This will be one of your new favorite ways to prepare sweet potatoes. I promise you that.
Sure, these Coconut Oil Roasted Sweet Potatoes are pretty gosh darn simple. Like insanely basic. This post barely qualifies as a recipe.
The aroma will knock you on your feet when it hits your nose. And you my friend, will understand why this is a must-try, had-to-post-this recipe.
The Dish. Sweet potatoes all creamy, velvety, sweet and perfumed with their inherent golden swooniness (yes I just said that) are enough to make me excited all by themselves. But add in some tropical breeze-y coconut oil and maybe a few spices and I am out. Gone. In Bali. Or Maui. Maybe Honolulu. Dreamstruck, crumbled up in a ball on the kitchen floor, my right wrist draped elegantly over my forehead as I sleep in a coconut oil roasted sweet potato slumber.
OK, not really. But I did feel drunk and happily woozy on the intoxicating aroma.
Spice it up. This basic three ingredient recipe is perfect enough, but if you want more swoon for your buck add in some sweet curry powder (if you like curry!) and maybe some cinnamon, cayenne and black pepper too.
* Use fresh sweet potatoes. Nothing soft or overly spotted. Smooth skin, firm, organic preferred, minimal black spots. Mine were perky potatoes from the farmer’s market. High quality potatoes will really help you out here since potatoes are kinda the only main ingredient.
* Dice all the potatoes about the same size so they cook evenly. Unless you like a variety of textures, which sometimes I will admit, I do like. Those little crispy bits can be inviting!
* Use extra virgin (unrefined) coconut oil. Another oil will pretty much defeat the point of the recipe. Your potatoes will still be yummy, but they will not have that swoon-y coconut aroma.
* Spice and flip mid-cook. I add the spices midway through the cooking process so that they do not get burnt. This is about the time that I reach into the oven with my giant spatula and start flipping the potatoes around so it all works out well.
* Serve these babies warm or chilled! Both ways are delish.

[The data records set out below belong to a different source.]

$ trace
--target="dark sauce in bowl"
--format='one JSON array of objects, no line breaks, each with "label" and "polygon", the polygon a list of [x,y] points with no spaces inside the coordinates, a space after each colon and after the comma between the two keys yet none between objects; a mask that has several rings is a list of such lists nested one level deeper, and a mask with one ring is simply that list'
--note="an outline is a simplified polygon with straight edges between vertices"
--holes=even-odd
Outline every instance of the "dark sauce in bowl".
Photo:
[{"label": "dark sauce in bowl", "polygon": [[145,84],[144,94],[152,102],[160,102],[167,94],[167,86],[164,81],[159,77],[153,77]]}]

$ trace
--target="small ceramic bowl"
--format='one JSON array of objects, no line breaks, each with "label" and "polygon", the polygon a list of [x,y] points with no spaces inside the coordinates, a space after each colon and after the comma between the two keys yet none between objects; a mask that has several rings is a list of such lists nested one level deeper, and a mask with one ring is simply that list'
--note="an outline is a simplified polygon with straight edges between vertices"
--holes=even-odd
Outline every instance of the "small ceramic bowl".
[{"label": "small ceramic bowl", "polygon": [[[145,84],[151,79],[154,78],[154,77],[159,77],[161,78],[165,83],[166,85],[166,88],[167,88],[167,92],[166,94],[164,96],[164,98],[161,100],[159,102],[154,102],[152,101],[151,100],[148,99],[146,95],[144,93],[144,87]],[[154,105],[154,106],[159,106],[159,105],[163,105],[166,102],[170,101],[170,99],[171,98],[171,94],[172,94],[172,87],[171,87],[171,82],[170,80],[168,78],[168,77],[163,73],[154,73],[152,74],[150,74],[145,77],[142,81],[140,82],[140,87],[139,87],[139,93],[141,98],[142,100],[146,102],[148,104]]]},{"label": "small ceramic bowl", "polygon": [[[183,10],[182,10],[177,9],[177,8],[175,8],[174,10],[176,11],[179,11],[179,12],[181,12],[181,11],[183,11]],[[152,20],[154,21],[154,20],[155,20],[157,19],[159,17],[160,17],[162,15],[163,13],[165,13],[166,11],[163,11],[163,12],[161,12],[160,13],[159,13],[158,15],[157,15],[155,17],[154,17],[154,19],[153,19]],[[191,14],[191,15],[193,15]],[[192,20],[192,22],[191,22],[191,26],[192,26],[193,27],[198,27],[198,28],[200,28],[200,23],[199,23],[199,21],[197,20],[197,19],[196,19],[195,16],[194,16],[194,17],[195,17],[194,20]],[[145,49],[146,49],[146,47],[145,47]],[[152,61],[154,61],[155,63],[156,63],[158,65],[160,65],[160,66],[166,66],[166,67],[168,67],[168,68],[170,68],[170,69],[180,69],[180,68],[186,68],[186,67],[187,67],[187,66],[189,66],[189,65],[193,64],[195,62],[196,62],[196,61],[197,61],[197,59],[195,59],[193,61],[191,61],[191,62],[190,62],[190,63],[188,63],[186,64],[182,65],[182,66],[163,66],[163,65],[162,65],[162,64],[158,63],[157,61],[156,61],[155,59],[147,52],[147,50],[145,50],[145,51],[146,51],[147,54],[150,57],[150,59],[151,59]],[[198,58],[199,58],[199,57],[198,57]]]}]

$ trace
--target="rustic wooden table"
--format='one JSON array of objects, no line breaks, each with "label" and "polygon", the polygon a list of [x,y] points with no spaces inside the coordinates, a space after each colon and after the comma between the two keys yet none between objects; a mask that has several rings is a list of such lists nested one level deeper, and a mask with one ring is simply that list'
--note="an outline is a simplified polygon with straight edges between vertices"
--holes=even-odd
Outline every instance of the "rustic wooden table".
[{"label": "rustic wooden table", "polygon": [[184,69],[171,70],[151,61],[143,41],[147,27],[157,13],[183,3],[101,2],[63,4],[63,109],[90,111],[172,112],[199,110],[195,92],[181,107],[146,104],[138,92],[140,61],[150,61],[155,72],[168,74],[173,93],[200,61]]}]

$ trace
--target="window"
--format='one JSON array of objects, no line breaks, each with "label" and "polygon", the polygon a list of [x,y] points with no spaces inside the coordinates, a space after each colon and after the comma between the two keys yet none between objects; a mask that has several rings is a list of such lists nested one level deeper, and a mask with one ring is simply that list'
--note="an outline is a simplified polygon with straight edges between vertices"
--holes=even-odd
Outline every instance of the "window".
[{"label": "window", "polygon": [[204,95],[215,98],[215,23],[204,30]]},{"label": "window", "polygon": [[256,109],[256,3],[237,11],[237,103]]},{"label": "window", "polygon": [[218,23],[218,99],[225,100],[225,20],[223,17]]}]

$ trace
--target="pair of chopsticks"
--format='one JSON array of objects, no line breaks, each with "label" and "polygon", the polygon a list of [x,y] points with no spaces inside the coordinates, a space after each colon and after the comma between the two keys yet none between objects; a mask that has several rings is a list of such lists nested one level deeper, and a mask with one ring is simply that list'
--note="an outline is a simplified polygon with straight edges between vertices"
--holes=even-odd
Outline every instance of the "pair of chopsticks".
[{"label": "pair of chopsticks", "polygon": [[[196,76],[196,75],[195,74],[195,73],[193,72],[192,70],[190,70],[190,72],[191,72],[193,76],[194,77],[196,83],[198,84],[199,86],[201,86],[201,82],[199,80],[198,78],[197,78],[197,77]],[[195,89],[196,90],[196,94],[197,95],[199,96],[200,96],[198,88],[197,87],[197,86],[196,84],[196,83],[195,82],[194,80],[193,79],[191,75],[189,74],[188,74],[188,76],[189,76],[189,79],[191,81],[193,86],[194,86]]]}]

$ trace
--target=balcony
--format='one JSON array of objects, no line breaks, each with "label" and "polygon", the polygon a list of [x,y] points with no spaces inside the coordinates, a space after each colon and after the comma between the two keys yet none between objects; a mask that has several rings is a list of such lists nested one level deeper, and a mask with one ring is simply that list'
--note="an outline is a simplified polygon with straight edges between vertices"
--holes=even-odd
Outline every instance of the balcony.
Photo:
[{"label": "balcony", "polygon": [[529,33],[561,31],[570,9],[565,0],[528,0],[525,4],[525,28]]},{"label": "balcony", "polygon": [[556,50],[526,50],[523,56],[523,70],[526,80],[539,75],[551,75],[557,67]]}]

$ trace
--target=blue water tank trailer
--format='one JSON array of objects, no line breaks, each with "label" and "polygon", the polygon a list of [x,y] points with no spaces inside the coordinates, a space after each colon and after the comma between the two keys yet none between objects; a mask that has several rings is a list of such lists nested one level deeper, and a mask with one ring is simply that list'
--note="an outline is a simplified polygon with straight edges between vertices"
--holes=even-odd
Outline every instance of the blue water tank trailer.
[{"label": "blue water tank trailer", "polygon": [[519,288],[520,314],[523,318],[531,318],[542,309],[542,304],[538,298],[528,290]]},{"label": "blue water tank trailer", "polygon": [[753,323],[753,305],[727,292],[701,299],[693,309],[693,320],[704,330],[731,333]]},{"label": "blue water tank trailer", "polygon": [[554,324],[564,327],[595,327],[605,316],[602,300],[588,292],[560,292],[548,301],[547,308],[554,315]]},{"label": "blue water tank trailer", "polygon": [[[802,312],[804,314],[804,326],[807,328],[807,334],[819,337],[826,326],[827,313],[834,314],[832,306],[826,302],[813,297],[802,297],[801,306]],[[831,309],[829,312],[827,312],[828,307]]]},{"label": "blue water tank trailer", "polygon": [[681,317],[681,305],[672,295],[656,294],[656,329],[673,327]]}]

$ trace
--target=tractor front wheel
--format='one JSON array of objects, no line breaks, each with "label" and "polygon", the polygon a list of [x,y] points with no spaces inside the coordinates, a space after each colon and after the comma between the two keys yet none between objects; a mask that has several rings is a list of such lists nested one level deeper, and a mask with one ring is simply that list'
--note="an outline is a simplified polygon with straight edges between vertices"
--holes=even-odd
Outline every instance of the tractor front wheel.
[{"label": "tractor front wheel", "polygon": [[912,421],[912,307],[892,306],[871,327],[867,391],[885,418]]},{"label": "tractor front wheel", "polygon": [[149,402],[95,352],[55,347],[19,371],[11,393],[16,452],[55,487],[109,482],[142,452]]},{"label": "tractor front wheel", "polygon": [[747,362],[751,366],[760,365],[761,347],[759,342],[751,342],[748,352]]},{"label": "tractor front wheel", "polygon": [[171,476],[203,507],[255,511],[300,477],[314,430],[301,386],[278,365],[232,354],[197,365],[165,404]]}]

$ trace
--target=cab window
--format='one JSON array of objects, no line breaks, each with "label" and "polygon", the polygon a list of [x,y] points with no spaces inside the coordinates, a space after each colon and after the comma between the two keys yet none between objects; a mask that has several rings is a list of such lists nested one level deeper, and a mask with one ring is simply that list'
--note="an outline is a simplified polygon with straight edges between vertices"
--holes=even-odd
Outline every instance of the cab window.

* Make a big bunch at once! I peeled about 4 medium potatoes to get my pile of about 3 cups of cooked potatoes. These potatoes can easily be stored in the fridge for a few days. So make a bulk amount and keep them on hand for adding to salads, soups, wraps, tacos and pasta dishes! If you need to reheat them, I advise doing that in the oven until they are warmed and edges crispy-ish.
Coconut Oil Roasted Sweet Potatoes
vegan, makes 3 cups
3-4 medium sweet potatoes, peeled and diced
2 tablespoon extra virgin coconut oil, melted or softened**
½ teaspoon pink salt, coarsely ground
spices to add: sweet curry, fine black pepper, cinnamon, cayenne, smoky paprika, turmeric and more. Add to taste. Start with a few pinches of each. I added about ¼ teaspoon sweet curry and a few pinches of the others.
**I tried a “lighter” version of the potatoes using just 1 teaspoon of oil and it worked beautifully. The texture was less rich and oily, but still amazingly yummy
1. Preheat oven to 415 degrees.
2. Add the sweet potatoes to your large baking dish and glob in the coconut oil with a tablespoon. Start tossing the potatoes with the oil until the potatoes are well coated.
3. Place the potato dish in the oven and bake for ten minutes. Then pull out the rack and add any spices. Toss the potatoes with the spices very well.
4. Continue baking for 15-20 more minutes or until all the potatoes are tender when pierced with a fork or toothpick. Turn off heat and let the potatoes sit in the baking dish for at least ten minutes to cool before serving warm.